Érica Riboyra, presidenta del Instituto Provincial Autárquico de Vivienda (IPAV), compareció el miércoles ante la Comisión de Vivienda de la Cámara de Diputados para dar cuenta del trabajo realizado por la provincia frente al congelamiento de fondos nacionales destinados a la construcción de viviendas. La funcionaria también remarcó la ausencia del diputado Adrián Ravier durante la sesión.

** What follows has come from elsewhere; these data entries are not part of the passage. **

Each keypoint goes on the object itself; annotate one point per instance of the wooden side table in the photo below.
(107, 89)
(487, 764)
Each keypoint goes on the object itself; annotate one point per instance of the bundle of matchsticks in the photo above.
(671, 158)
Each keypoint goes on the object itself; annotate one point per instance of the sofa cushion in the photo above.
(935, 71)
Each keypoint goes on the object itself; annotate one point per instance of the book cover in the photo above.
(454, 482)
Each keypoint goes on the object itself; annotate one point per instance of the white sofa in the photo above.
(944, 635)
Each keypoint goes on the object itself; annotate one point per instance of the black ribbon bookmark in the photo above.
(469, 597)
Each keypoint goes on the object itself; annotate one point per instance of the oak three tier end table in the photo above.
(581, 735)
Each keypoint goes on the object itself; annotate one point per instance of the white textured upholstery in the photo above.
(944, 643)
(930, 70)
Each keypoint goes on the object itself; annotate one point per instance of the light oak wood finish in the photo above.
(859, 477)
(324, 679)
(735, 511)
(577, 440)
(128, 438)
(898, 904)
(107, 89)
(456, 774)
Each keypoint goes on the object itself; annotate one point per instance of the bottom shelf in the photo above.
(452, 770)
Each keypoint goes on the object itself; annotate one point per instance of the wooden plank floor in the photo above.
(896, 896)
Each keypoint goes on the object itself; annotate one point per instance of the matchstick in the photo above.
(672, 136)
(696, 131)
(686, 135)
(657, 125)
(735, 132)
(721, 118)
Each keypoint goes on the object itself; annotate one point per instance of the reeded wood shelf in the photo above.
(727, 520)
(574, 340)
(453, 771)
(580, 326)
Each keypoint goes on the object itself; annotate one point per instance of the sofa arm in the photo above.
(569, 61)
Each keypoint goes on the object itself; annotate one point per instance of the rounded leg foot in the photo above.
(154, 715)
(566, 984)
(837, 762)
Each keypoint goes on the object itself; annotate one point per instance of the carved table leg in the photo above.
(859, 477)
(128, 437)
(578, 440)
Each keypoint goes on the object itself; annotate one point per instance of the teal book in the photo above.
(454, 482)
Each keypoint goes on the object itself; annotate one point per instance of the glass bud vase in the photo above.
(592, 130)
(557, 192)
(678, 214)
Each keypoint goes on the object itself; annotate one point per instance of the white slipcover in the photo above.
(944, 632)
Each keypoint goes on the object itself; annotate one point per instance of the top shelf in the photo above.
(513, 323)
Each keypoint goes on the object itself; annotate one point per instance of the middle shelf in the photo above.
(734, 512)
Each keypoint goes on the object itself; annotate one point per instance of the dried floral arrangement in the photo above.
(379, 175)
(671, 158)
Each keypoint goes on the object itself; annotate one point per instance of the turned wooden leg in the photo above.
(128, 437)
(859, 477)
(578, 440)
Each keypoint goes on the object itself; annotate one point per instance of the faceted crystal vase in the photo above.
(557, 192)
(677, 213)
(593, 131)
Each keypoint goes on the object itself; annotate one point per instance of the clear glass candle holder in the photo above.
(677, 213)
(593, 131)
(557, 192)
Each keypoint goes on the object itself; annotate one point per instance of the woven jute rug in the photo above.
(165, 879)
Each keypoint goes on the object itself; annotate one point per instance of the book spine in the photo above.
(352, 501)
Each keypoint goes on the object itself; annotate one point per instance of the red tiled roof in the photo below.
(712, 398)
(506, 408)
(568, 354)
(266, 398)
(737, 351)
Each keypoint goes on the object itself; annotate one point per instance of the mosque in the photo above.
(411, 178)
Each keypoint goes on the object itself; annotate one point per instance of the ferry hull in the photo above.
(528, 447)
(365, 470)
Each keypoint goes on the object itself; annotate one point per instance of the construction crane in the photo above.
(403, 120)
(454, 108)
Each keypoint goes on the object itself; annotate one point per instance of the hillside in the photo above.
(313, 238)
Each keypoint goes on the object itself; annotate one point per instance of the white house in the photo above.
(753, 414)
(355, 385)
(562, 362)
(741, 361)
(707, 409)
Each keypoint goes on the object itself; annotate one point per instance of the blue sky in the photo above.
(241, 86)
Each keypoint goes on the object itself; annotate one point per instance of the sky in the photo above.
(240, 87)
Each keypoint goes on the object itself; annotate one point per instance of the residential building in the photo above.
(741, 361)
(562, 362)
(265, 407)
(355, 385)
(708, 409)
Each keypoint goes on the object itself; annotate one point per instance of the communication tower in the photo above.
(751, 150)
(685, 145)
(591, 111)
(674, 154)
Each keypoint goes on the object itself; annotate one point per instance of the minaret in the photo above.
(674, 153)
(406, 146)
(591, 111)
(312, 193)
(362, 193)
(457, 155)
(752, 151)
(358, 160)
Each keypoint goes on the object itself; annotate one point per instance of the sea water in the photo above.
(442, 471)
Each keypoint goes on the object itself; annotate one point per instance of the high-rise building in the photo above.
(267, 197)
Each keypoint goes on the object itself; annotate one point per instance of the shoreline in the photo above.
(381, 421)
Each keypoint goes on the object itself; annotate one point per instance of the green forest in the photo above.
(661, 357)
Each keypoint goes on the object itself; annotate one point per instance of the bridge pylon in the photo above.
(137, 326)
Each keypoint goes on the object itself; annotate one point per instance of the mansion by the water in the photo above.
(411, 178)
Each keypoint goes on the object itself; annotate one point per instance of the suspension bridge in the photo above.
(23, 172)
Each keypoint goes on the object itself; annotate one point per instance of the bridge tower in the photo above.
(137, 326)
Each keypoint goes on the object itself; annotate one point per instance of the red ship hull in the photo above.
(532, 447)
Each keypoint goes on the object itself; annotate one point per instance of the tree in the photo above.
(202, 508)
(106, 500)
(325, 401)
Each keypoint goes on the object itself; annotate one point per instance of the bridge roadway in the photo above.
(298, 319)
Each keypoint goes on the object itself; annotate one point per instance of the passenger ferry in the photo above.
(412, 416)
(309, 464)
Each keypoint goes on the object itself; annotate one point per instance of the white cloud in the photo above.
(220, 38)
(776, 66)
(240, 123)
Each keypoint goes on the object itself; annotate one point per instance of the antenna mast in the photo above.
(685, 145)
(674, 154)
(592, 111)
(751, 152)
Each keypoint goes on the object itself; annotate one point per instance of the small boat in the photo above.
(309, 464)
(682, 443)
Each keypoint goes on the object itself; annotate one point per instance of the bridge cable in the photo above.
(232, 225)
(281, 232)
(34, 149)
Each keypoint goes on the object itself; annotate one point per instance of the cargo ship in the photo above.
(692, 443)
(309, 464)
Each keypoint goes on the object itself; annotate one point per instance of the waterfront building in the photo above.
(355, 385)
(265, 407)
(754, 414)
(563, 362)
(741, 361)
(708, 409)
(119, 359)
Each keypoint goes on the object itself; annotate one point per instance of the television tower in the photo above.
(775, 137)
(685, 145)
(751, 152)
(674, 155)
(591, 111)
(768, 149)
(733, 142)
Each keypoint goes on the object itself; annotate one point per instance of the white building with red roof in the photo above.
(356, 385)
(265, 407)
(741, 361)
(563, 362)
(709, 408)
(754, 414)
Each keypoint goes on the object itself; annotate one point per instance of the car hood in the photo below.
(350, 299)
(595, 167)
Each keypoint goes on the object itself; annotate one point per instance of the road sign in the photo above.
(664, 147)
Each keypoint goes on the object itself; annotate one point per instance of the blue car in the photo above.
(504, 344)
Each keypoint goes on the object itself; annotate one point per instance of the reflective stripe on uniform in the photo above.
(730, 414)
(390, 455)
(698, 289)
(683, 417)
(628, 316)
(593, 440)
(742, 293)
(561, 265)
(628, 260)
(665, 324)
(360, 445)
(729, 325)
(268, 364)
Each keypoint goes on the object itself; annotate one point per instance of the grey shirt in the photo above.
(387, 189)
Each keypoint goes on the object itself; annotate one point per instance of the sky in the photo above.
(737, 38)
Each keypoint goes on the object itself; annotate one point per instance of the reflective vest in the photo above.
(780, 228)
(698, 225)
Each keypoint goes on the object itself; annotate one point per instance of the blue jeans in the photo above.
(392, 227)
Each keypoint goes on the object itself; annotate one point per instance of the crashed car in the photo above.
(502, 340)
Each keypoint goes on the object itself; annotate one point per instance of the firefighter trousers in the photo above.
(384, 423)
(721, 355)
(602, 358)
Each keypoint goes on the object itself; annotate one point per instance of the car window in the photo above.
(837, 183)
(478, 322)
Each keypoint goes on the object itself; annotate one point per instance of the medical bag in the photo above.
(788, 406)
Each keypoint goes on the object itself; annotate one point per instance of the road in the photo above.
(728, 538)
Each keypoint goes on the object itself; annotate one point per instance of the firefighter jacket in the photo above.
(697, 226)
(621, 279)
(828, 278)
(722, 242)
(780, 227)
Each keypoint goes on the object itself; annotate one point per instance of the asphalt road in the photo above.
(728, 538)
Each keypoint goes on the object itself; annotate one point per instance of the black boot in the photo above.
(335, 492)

El cuadro que describió Riboyra es contundente: 1.589 viviendas quedaron paralizadas por decisión del Gobierno nacional. De ese total, 953 correspondían a financiamiento directo del Estado nacional y 636 al programa Procrear. Las obras comprometidas involucraban a 13 empresas radicadas en la provincia, distribuidas en 18 localidades.
Ante ese escenario, la administración provincial decidió no esperar y avanzó con recursos propios. Con lo que Riboyra definió como «equilibrio fiscal constante», La Pampa logró terminar aproximadamente el 71% de esas unidades, asumiendo la inversión mayoritaria que la Nación había dejado de realizar.
Además de rescatar las obras abandonadas, el gobierno provincial lanzó nuevas herramientas para el acceso a la vivienda. Entre ellas, el programa «Llegar a Casa», una línea de crédito hipotecario orientada a quienes quieran construir en terrenos propios.
Al cierre de su presentación, Riboyra convocó a construir «un proyecto de vivienda que incluya a todos los argentinos».